Back to the future for a public option.
Nothing about health care reform has inspired more overheated rhetoric than the so-called public option.
Opponents say it would unleash a government juggernaut against which no insurance company could compete. Supporters envision the public option as a nonprofit insurance company that would offer lower-cost health coverage.
If that sounds vaguely familiar, there’s a good reason: For decades, most Americans got health benefits through just such a company. It enrolled everyone who applied, something it considered part of its social mission.
It used what’s called “community rating” to set reasonable rates for all. And it offered the same standard benefit package across the country.
Its name? Blue Cross/Blue Shield.
These days, many of the “Blues” have either turned themselves into for-profit insurance companies or consolidated and begun operating exactly like their investor-owned competitors.
How that happened, and why, has important implications for health care reform.
Health insurance hasn’t always been dominated by corporations bent on maximizing profits and minimizing “medical losses,” their term for money spent on patient care.
The first plans were sold by nonprofits that operated like community service organizations, the same as most hospitals.
A former school superintendent named Justin Ford Kimball, then head of Baylor Hospital in Texas, created the first plan in 1931. He called it Blue Cross.
Mr. Kimball’s idea was to make the cost of hospital care less worrisome to families – and create revenue for hospitals.
Blue Cross was later supplemented by a plan that paid for doctor visits, called Blue Shield. The idea spread across the country; local affiliates opened in every state.
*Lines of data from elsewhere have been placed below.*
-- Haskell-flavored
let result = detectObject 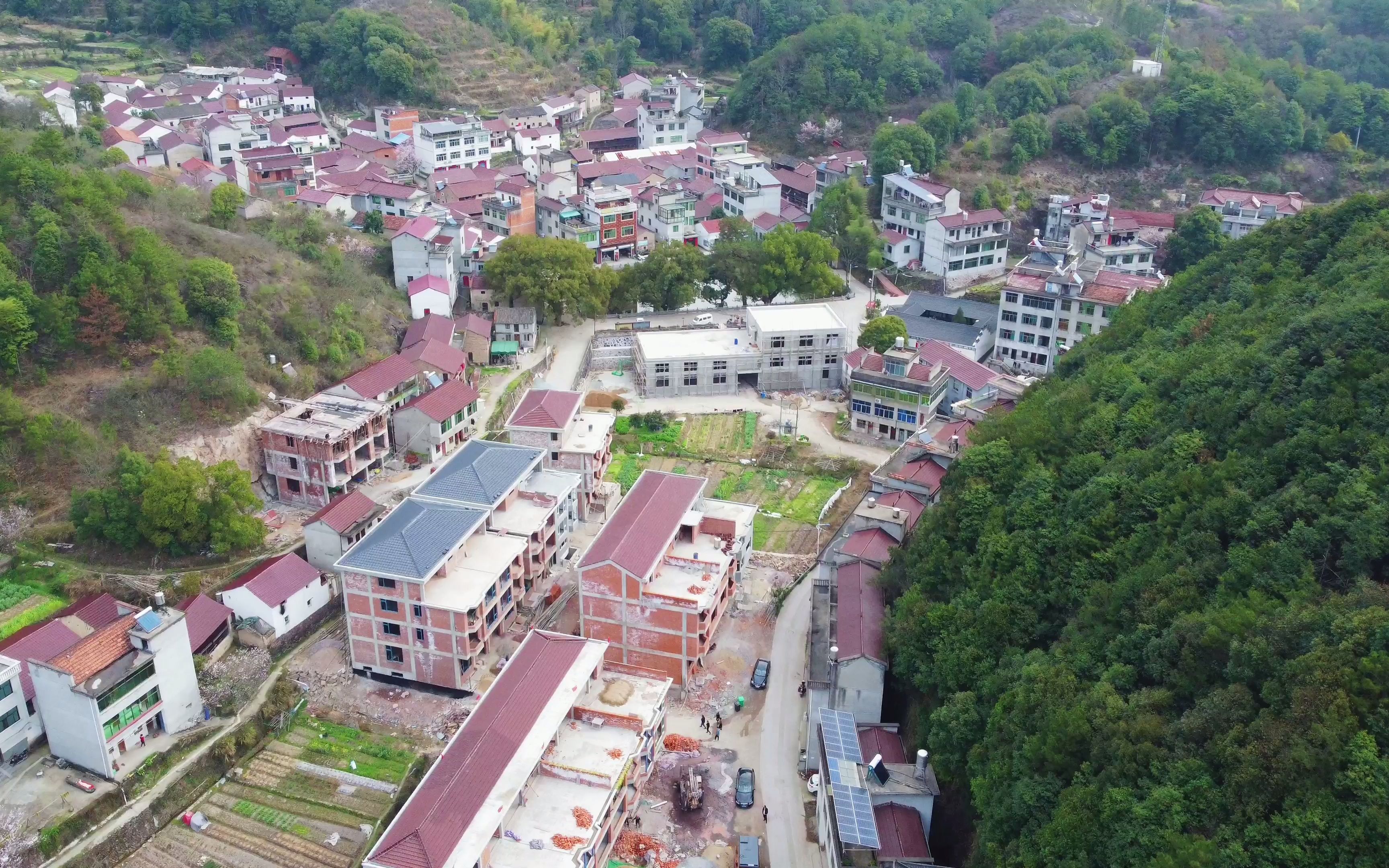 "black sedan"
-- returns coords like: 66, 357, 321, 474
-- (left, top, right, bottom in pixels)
733, 768, 757, 808
753, 658, 772, 690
In those early days, commercial insurance companies weren’t interested in health care coverage. Unlike life and casualty insurance, they couldn’t figure how to do the underwriting.
Blue Cross initially used a simple formula to set premiums. Executives estimated how many members would need care in the coming year and how much it would cost. They then divided those expected expenses by the number of “subscribers.” That’s called community rating.
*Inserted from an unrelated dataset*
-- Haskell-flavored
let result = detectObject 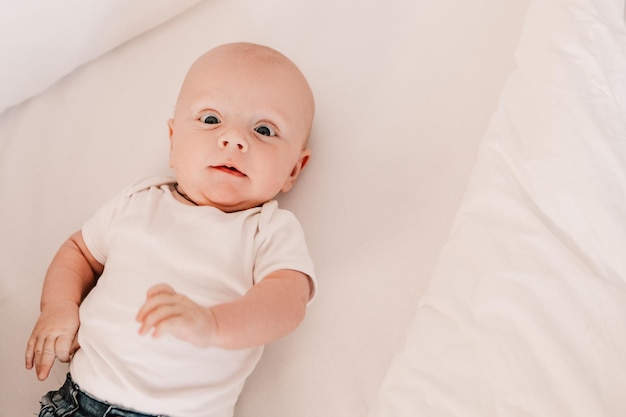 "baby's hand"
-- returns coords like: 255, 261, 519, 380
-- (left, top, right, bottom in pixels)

When commercial insurance companies got into the market after World War II, they used a different system based on actuarial tables, like life and casualty insurance. They tried to identify who was most likely to get sick and charged them higher rates.
While nonprofit Blues made money by enrolling more people, for-profit companies found they could make more by excluding people who were more likely to become sick. That left someone else – relatives, hospitals and eventually the federal Medicaid program – to cover the sick and the poor.
Market segmentation eventually spelled trouble for Blue Cross. Unless it also segmented markets and excluded the sick, it couldn’t match prices charged by other insurance companies.
Nonprofit Blues tried merging, building ever-larger companies that spread across several states. But that didn’t control costs. So beginning about 20 years ago in California, Blue Cross plans started transforming themselves into for-profit companies.
The lesson for health reformers is clear: Despite opponents’ dire predictions, for-profit companies are the ones with the power to drive out nonprofits like a public option plan.
That power is enhanced when the public option can’t use its great market clout for tough price negotiations with doctors and hospitals. And it’s enhanced when private insurers can attract the healthiest people for their plans, leaving the sickest to the public option.
The Congressional Budget Office has estimated that the relatively weak public option in the House health reform bill actually will have to charge higher premiums than private health insurance. And, it says the public plan would attract “a less healthy pool of enrollees.”
The history of the Blues shows that’s a recipe for failure.